The Relationship Between Chronic Disease and Oral Health: What You Need to Know

dental hygiene flossing

It is often overlooked how important oral health is to the overall health of the human body, as well as to the health of very specific body systems. Everything is in fact connected, and when we take a more holistic approach to our health, we discover more ways to stay healthy, recover from illnesses, and to better manage chronic health conditions from which we already suffer. 

Research has shown that there is indeed a great connection between oral health and various chronic diseases. When we consider the fact that 6 out of 10 adults in the United States alone suffer from one or more chronic diseases, it quickly becomes evident that we should no longer overlook oral health.

Understanding the relationship between oral health and chronic disease can be confusing and is certainly less obvious to the average person. How could things as seemingly benign as cavities really have anything to do with something as serious as cancer, anyway? Although it may seem like a far-out idea, it is a reality. According to California dentist Dr. Guneet Alag, “It’s crucial that your dentist is aware of any chronic health issue.  We may adjust our treatment plan for more frequent cleanings, fluoride application, or monitor for specific symptoms.”  In this article, we will flesh out the complex and unique relationships between oral health and specific, common chronic diseases. 


Diabetes is, according to the Oxford dictionary, “a disease in which the body’s ability to produce or respond to the hormone insulin is impaired, resulting in abnormal metabolism of carbohydrates and elevated levels of glucose in the blood and urine.” To put this in simple terms, diabetes disrupts the body’s ability to process sugars. 

How could this be related to oral health? Well, one common symptom of diabetes is dry mouth, indicated by less saliva in the oral cavity. Saliva is extremely important to oral health, as it helps prevent and slow the progression of cavities in the teeth. Therefore, those with diabetes may be more prone to cavities, which themselves can cause unfortunate health issues if left untreated, namely pulp exposure, periapical abscess, and finally tooth loss.

Moreover, diabetes impairs the healing process. If you have diabetes, you will notice that it takes much longer and is much harder for your body to heal various wounds, including sores that can pop up on the inside of your mouth. The longer they remain unhealed, the more prone they are to infection. This is why maintaining good oral hygiene is of critcially more importance for those who suffer from diabetes. 

Heart disease and other cardiovascular illnesses 

The relationship between oral and cardiovascular health is still being researched, but at this point it is widely believed in the medical community that there is in fact a link, as researchers have found that people with gum disease are two to three times more likely to have a “heart attack, stroke, or other serious cardiovascular event.”

heart disease

Auto-immune diseases and disorders 

Although each auto-immune disorder has its own set of unique characteristics, auto-immune disorders essentially impact the body’s ability to fight off disease. Virus and bacterial infections can become more serious problems for an individual who suffers from an auto-immune disorder.

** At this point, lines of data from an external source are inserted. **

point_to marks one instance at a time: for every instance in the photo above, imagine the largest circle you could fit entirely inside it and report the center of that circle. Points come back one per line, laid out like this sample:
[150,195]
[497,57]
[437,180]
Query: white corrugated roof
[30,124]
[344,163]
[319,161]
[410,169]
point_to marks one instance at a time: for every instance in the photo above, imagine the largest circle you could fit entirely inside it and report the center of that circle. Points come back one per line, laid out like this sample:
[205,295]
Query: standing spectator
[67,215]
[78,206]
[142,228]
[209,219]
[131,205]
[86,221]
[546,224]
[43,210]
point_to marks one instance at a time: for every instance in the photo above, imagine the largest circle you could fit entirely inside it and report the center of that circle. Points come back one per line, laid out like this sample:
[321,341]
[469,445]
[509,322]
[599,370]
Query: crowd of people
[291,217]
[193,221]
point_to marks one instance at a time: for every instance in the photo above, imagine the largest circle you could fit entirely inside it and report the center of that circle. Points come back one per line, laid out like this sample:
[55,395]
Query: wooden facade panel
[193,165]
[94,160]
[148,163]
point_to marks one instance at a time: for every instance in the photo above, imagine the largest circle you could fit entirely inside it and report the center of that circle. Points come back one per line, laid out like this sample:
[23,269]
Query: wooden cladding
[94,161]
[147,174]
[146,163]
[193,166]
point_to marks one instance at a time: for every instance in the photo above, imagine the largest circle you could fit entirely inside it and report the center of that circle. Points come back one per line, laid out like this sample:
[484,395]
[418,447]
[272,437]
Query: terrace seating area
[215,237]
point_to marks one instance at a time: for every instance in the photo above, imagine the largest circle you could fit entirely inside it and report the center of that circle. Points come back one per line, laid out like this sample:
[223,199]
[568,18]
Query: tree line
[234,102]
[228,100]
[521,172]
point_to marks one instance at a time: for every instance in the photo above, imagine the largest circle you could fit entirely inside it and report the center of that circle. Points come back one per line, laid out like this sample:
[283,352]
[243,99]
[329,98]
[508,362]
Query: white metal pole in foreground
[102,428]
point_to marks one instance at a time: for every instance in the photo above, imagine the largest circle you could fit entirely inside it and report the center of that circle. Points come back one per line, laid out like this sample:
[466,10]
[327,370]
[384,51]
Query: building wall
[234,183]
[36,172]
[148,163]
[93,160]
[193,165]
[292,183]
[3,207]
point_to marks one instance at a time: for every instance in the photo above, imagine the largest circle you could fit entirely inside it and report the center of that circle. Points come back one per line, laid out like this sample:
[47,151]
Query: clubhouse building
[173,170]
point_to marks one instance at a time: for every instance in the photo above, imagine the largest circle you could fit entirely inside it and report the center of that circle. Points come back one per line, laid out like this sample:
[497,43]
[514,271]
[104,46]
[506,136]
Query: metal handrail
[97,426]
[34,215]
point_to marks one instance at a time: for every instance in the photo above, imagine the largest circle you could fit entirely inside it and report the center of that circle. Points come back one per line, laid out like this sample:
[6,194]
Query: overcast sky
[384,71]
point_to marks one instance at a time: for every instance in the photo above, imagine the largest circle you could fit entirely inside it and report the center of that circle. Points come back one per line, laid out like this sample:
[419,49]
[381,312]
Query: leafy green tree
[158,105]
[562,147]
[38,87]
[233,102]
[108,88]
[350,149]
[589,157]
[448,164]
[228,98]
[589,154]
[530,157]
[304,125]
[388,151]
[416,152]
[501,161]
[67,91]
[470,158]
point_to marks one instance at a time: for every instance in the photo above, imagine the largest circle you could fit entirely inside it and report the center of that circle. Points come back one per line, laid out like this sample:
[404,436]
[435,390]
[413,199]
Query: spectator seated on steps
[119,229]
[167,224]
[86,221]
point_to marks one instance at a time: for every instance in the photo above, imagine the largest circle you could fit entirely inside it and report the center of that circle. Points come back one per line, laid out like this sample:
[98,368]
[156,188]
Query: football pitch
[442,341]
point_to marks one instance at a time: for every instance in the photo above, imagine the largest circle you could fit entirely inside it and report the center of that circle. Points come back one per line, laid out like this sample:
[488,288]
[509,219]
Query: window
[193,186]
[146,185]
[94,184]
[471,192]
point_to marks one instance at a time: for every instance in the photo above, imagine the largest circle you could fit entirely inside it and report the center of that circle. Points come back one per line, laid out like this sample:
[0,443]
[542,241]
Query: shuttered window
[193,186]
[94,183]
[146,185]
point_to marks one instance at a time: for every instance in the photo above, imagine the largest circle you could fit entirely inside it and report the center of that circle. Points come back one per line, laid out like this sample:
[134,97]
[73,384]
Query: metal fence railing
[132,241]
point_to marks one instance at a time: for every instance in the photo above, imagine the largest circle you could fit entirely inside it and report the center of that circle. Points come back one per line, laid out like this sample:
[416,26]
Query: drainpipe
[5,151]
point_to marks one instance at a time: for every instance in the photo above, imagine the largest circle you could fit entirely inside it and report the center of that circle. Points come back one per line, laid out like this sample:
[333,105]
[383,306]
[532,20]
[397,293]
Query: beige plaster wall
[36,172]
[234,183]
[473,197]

Because the mouth is full of bacteria, (some of it is beneficial, some of it is not), this means that those with an auto-immune disorder need to pay extra attention to their oral hygiene practices. Keeping the mouth clean and keeping the gums healthy. This could significantly reduce the chances of developing an infection that is that much harder to fight off with an auto-immune disorder. 

Moreover, common side effects of auto-immune disease include the development of dry mouth and oral ulcers. As mentioned earlier, dry mouth can lead to cavities, and oral sores present yet another site of potential infection, not to mention discomfort. For these reasons, it is so important that anyone with an auto-immune disorder takes really good care of their oral health. 


Links between cancer and oral health are numerous, varied, and sometimes convoluted depending on the type of cancer in question. Overall, however, oral health is linked to cancer in that poor oral hygiene practices, as well as habits like smoking and excessive alcohol consumption, can mean a greater risk of developing oral cancer. 

Further, when one has cancer and undergoes chemotherapy, their immune system is significantly weakened, meaning they are more prone to infection and have a harder time healing wounds or fighting off disease. Things like gum disease can become much more life-threatening to an individual with cancer, as the infection in the gums has the potential to spread to other parts of the body. 


Osteoporosis is a condition in which the body fails to replace bone tissue at the rate it is naturally lost (rate of bone deposition is lower than the rate of bone resorption), resulting in brittle, porous, and weak bones. Osteoporosis usually develops later in life and has a number of causes, the primary cause being a lifelong calcium deficiency.  ​​It is well known that teeth are surrounded by supporting bone, when this bone is weak and brittle this may have bad consequences on teeth leading to teeth mobility or even loss if they are subjected to abnormally high masticatory loads.